For researchers, this system:

Reduces writing time from hours to minutes
Ensures consistent voice across multi-year projects
Catches methodology/results mismatches (if code doesn’t match description, it’s obvious)
Enables rapid iteration (change analysis → re-render → regenerate narrative)
Creates an audit trail (git history shows when code changed vs. when prose changed)

Files That Make It Work

Essential components:

CLAUDE.md: System instructions and quick reference
.context/quarto-narrative-skill/SKILL.md: Narrative generation protocol
.context/writingStyle_OSmithies.json: Voice specification
.context/git_workflow.md: Version control standards
_quarto.yml: Project configuration

Together, these files transform Claude from a general-purpose AI into a specialized scientific writing assistant that understands computational biology, R/Python code, statistical analysis, and publication standards.
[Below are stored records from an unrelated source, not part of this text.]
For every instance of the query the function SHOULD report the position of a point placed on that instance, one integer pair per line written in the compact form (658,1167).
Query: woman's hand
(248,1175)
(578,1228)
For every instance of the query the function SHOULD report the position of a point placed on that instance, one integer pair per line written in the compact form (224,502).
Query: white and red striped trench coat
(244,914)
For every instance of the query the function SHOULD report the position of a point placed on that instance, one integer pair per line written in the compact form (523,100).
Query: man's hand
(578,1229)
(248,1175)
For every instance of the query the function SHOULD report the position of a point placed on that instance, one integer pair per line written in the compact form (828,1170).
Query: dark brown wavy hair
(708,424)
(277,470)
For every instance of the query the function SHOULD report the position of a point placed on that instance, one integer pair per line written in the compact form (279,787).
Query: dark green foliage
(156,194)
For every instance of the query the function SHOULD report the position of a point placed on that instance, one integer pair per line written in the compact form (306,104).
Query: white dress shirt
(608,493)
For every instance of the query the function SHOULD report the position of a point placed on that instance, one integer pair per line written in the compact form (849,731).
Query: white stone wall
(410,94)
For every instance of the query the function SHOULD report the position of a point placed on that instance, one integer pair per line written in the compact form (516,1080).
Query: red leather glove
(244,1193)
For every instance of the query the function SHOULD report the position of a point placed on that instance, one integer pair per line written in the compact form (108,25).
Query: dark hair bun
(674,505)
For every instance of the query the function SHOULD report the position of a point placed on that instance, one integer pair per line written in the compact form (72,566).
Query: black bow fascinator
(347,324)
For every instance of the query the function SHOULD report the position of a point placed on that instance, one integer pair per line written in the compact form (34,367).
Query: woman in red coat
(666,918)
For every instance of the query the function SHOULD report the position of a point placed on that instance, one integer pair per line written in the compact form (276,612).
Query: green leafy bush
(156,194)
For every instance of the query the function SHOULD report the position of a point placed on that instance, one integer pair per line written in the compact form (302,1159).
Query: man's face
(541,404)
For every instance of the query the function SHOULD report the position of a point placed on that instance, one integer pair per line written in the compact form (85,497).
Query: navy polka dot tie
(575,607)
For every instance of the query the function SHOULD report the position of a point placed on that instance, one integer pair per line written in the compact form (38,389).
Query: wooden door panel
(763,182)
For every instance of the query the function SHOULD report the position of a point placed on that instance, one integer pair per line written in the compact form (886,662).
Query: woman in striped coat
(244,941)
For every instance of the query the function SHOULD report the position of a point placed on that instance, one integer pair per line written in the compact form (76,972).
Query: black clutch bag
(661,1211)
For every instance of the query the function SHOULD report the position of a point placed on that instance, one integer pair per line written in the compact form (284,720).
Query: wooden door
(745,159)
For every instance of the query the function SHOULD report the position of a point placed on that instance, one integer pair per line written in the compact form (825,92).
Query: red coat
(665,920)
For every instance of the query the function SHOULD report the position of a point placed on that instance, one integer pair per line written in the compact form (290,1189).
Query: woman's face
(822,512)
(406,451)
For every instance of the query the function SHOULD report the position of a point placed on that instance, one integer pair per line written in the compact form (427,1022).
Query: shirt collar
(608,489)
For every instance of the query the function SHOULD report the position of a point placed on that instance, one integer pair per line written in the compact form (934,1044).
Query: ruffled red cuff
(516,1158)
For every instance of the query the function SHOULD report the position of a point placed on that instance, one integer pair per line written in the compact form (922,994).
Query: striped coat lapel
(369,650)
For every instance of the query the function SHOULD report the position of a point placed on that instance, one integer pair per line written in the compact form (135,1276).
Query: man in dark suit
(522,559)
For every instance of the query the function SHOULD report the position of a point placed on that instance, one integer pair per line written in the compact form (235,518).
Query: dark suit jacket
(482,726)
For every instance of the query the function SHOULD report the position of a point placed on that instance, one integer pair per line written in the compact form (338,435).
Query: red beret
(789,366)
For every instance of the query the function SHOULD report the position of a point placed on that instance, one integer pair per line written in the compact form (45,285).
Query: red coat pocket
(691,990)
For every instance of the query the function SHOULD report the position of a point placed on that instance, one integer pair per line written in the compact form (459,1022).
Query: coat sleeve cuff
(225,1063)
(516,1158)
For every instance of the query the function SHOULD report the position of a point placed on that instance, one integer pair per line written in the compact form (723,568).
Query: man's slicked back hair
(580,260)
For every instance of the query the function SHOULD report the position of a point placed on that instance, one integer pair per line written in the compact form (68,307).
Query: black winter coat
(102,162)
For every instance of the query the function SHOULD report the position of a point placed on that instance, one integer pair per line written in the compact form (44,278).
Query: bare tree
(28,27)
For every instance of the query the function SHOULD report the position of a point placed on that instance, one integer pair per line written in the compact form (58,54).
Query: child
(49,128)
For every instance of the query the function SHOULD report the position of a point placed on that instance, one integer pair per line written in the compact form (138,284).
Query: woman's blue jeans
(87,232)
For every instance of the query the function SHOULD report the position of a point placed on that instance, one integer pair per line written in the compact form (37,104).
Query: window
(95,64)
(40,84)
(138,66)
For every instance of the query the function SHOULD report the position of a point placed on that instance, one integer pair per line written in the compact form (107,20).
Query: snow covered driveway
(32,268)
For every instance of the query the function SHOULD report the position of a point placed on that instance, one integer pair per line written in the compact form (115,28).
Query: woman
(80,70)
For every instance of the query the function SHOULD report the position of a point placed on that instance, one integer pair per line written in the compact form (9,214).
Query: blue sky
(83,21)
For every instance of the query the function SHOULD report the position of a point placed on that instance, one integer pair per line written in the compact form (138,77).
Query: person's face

The Future of AI-Assisted Science

This method demonstrates that AI’s value in research isn’t just running analyses, it’s in maintaining the connective tissue between computation and communication. By codifying scientific writing standards and creating structured workflows, we can leverage AI to handle the mechanical aspects of prose generation while researchers focus on interpretation and discovery.

The system is transparent, auditable, and version-controlled, essential properties for scientific reproducibility. It doesn’t replace scientific thinking; it amplifies it by removing friction between “I analyzed this” and “I can clearly explain what I did.”